Dec 15, 2024
I speak to you in the name of God; Father, Son, and Holy Spirit. Amen.
Today we celebrate the third Sunday in Advent – often called “Rejoice Sunday”. Our readings this morning are supposed to deal with rejoicing in the Lord. But I’ve been challenged this week to find the rejoicing in John the Baptist’s words to us today. Let’s be honest. John warns his hearers about the ax that is even now at the root of the trees and the threshing floor and the fire that is to come if we don’t repent in both word and deed. It seems designed more to frighten us than to send us out into the world rejoicing in the power of the Spirit.
“With many other exhortations, he proclaimed the good news to the people.” I don’t know about you, but if this is the good news, I’d hate to hear the bad news.
And yet. And yet. If we look deeper, John has great good news for us today.
John’s message today is direct and blunt – and he follows in the footsteps of the Old Testament prophets. God’s people need to repent of their ways to walk along the path that leads to salvation. They need to change their hearts and minds to follow the Messiah.
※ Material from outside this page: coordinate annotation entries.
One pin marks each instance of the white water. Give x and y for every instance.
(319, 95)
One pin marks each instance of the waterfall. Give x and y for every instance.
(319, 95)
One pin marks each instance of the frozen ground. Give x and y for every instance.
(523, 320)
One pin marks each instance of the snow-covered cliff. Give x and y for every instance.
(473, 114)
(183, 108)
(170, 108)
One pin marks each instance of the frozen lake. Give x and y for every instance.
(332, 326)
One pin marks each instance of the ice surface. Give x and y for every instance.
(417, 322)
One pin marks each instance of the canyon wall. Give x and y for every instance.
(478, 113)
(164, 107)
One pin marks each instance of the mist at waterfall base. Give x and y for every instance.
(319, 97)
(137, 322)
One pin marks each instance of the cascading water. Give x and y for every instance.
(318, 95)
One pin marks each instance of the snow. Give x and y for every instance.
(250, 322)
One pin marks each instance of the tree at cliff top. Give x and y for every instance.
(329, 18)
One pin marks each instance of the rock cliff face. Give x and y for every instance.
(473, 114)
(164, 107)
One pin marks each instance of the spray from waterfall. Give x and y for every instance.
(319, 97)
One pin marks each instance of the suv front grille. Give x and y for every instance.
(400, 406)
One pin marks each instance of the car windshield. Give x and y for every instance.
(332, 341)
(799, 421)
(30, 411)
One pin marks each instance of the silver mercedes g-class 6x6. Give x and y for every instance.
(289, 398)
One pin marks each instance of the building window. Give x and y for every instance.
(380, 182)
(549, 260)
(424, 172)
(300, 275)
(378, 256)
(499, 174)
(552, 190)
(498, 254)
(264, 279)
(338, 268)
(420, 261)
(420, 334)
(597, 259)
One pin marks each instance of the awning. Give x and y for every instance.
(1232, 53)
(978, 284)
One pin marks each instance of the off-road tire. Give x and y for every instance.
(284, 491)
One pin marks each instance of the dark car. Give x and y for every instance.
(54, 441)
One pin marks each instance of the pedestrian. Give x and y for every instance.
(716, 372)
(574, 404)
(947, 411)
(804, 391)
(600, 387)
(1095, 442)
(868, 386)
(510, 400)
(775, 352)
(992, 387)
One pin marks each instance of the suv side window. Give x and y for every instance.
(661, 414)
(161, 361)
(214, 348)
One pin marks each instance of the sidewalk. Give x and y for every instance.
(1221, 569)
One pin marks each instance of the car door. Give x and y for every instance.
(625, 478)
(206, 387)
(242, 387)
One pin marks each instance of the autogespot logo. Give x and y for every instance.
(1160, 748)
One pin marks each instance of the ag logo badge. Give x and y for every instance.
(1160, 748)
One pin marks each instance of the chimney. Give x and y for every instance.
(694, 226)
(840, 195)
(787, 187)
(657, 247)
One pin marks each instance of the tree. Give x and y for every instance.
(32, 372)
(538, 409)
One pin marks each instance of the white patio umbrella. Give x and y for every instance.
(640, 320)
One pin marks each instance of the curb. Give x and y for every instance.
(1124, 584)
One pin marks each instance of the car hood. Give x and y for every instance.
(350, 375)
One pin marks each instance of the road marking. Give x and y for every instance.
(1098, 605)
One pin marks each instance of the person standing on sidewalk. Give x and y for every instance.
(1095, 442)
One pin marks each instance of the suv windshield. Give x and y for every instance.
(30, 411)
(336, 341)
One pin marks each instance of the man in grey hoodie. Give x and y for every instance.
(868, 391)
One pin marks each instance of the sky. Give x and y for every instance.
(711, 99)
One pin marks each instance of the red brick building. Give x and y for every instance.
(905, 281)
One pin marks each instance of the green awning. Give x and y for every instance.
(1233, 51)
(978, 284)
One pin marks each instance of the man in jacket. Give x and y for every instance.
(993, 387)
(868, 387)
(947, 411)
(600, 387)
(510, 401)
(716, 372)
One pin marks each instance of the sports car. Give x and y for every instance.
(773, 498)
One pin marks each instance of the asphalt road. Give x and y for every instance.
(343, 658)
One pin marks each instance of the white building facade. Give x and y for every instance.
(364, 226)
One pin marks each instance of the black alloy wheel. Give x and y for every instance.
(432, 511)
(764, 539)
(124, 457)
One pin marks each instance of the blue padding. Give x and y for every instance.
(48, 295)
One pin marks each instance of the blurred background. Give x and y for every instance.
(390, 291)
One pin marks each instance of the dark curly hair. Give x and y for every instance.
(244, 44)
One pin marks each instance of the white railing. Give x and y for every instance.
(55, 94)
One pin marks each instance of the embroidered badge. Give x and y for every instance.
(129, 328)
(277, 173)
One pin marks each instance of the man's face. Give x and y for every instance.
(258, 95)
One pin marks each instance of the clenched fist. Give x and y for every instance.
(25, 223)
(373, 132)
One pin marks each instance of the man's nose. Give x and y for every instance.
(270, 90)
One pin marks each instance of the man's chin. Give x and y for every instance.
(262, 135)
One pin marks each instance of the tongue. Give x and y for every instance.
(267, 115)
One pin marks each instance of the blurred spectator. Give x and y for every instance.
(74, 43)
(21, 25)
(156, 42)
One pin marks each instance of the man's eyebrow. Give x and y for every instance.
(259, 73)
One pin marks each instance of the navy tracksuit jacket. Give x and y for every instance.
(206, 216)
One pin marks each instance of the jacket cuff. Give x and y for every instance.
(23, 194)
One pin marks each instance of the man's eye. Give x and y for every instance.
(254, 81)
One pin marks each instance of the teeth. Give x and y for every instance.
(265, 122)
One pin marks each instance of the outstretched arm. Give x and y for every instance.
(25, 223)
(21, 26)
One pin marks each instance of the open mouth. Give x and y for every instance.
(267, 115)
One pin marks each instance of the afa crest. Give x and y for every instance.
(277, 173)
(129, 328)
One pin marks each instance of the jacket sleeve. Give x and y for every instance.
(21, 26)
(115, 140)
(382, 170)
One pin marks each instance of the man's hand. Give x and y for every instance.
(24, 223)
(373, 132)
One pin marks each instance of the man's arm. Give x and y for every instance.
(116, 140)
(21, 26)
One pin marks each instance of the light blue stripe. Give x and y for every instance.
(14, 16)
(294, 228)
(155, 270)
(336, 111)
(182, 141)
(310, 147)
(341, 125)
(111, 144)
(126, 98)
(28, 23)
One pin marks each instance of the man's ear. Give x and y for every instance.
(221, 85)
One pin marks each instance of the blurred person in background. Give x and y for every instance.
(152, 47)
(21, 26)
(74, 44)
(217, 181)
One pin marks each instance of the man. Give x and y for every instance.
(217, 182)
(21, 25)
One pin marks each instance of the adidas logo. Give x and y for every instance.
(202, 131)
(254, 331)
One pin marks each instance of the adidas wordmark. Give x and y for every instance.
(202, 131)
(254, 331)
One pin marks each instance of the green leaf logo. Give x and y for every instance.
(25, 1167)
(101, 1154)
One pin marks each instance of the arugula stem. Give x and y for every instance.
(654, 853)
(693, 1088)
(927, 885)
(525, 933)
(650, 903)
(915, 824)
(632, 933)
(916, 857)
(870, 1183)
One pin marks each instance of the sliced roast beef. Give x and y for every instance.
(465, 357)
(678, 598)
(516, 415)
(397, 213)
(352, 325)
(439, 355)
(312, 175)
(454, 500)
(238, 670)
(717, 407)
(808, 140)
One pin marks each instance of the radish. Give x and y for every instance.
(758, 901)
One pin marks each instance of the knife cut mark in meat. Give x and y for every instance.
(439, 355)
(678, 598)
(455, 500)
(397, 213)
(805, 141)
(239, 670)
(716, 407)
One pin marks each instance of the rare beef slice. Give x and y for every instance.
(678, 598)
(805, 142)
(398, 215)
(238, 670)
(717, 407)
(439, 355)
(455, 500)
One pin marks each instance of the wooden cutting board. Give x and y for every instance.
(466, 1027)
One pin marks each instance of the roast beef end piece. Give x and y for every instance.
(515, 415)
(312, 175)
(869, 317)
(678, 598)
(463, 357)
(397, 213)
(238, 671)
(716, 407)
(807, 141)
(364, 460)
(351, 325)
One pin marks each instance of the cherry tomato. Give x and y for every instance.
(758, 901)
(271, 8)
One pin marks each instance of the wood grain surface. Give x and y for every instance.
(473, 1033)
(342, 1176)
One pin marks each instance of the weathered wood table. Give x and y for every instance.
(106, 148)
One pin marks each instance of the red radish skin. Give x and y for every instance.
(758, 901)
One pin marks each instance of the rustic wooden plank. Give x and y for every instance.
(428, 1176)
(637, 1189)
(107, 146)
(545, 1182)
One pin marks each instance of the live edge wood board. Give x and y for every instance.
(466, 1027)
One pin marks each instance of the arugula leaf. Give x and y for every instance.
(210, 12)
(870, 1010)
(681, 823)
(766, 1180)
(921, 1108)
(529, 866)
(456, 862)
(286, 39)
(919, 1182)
“Do not begin to say to yourselves, ‘We have Abraham as our ancestor’”, John says. His message seems to be falling on a lot of deaf ears. Many Jews of this time believed that physical descent from Abraham was all it took to be an Israelite. Being descended from Abraham would guarantee them a place in the great nation that God had promised to him. It would guarantee their salvation.
But John is warning his hearers – don’t try to weasel out of repentance just because you can trace your physical ancestry back to Abraham. Don’t try to live off the faith of your ancestors, John cautions, using the wonderful imagery of a brood of vipers – the sort of animals who eat their way out of their mothers’ womb.
John makes it clear to his listeners that they need to stop focusing on their physical heritage, and start focusing on their faith. It was Abraham’s faithfulness that characterized his relationship with God – and so to be a true child of Abraham, they needed to exhibit the same kind of faithfulness. Faithfulness to God and to God’s commandments and to living the life that God intends for God’s people to live.
And in all this, John exposes how people are justifying their decision not to repent. Their justification that their heritage will save them. Maybe they tell themselves that God somehow needs them – instead of realizing that the God who created the universe can easily create new children of Abraham from the rocks that litter the wilderness and the desert.
John’s call to repent rings just as true for us today as it did for those people who went into the wilderness some 2,000 years ago. And just as John was for them, so he is for us – a herald, and a prophet. Because – and I can’t emphasize this point hard enough – John is not telling us what it means to follow Jesus. Or even how to follow Jesus. What John is telling us is what we have to do to be able to follow Jesus. Living a life characterized by honesty and concern for those in need doesn’t come from following Jesus. It’s the other way around.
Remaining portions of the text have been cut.